Session 14
Setting Boundaries
From It Starts With Me
READ: 1 Corinthians 6:12-20, Titus 2:11-14
Let’s commit to set physical boundaries long before we get into a relationship. By knowing where you stand and what God has called you to do, you’ll be stronger and less likely to give into temptation when it comes.
It’s easy to decide you want to commit to purity. It’s way harder to follow through. Ambiguity is one of the leading causes of moral failure - you don’t make the right decision because you haven’t decided what the right decision is! A lot of us don’t take the time to process how we feel or what God has told us is within His will for us physically. It’s no wonder that when we’re in tempting situations, we cave.
Without knowing your own boundaries, it’s easy to blame the other person for ‘pushing your boundaries’ or ‘doing more than you would have wanted.’
Instead of making excuses, it’s time to own your purity.
Decide how God wants you to live and be bold! Share your thoughts with your boyfriend or girlfriend early on and build accountability within your relationship, as well as with other trusted friends. Don’t wait until you’ve gone too far and feel guilty to determine your boundaries. Don’t wait until you hit the other person’s boundaries. Take initiative to protect both your purity and your significant other’s purity. Your relationship with Jesus and your ability to hear His voice will grow stronger when you realize that purity starts with you.
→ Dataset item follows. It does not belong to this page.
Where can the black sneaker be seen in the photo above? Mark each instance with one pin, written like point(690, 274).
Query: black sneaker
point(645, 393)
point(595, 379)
• Spend some time listing out 5-10 physical boundaries that you need to have. These need to be as honest and specific as possible. For example, we should not hang out in each other’s bedrooms alone.
• Pray that Jesus would give you a heart for purity and that you would truly desire to live your life His way and enjoy obeying Him.
• Tell someone about your physical boundaries. This forces you to be honest with yourself, and holds you to a higher level of accountability.